This essay uses the Alternating Pattern. How might you rewrite this using the case pattern?
Hamsters and gerbils: not as similar as you may think
Hamsters and gerbils have both been cherished as pets for decades and decades. They are soft, cuddly creatures that provide their owners with hours of entertainment and laughter. They are considered members of the rodent family, but their characteristics put them high above the negative connotations associated with their cousins, rats and mice. Hamsters and gerbils have a lot in common, but they have many differences as well.
Affection the two animals provide is one area where there are many similarities and differences. Both species love attention and appreciate being handled on a regular basis. They will both sit in their owner’s hand without trying to escape and seem to enjoy being rubbed behind their ears. My pet hamster, Gabriel, would often watch television with me for hours; he was so content with being held that I would often forget he was there. My gerbil, Igor, was especially fond of having his belly rubbed and would lie on his back anticipating a friendly massage. Hamsters, however, are a bit more aggressive and might nip at an owner’s hand if handled for extended periods of time. Gerbils will eventually fall asleep if held for an extended time. I learned not to become upset those few times when Gabriel took an unexpected nibble of my fingertips and would simply return him to his cage when he seemed ready for a break from me. Igor never showed any signs of aggression; I don’t think he would even try to hurt a flea.

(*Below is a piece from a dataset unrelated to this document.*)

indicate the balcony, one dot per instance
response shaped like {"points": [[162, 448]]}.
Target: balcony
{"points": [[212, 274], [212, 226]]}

They also share an ability to learn tricks, though hamsters do appear to be somewhat more intelligent than gerbils. The hamster can learn to stand on its hind legs on command and can learn to come when called for. I often enjoyed playing hide and seek with Gabriel, enjoying with pleasure his attempts to find the snacks I had placed in hiding spots throughout his habitat. Gerbils have been known to roll over on command and will sometimes come when called for. I never had to reach for Igor when I wanted to take him out of the cage. I would simply whistle, and he would come to me. Hamsters, however, seem to remember simple commands once they are learned and can be trained to obey for their lifetime. Gerbils have to be re-oriented with commands every few weeks and will forget how to do a trick if commands are not repeated regularly. I owned Gabriel for three years, and he never once forgot what my signal was for begging for treats, but in the four years that Igor lived, he would often forget what my whistle meant until I re-taught him the trick.
Finally, hamsters and gerbils will both find ways to escape their cages if given a chance, but hamsters are more likely to return than gerbils. Both species do develop a connection with their “quarters,” whether it’s a basic metal cage, a glass aquarium or a fancy condominium complete with tubing from several different areas. They feel most at ease when they are in the confines of their homes, but if a cage door is left open and unattended, they will make a mad dash for freedom. Both the hamster and the gerbil will immediately search for cover once they realize they are outside of their normal confines, often choosing to hide beneath furniture or behind appliances. However, the hamster often returns to the cage once it becomes hungry while the gerbil usually will learn to fend for itself in the wild, even if the wild is beneath the kitchen floorboards. Gabriel escaped twice from his home, but he returned during the night each time. I simply had to leave his cage door open. Although Igor never escaped or got lost, I was extra careful with him because I knew he would probably not be found if he did leave his home unsupervised.
When choosing whether to purchase a hamster or a gerbil, it is wise to consider how much time you may have for your new pet. Hamsters need much more attention and supervision, while gerbils will offer their share of affection but will also be just as happy fending for themselves. Giving either species the time and effort each deserves is the best way to ensure your pet lives a long, comfortable life.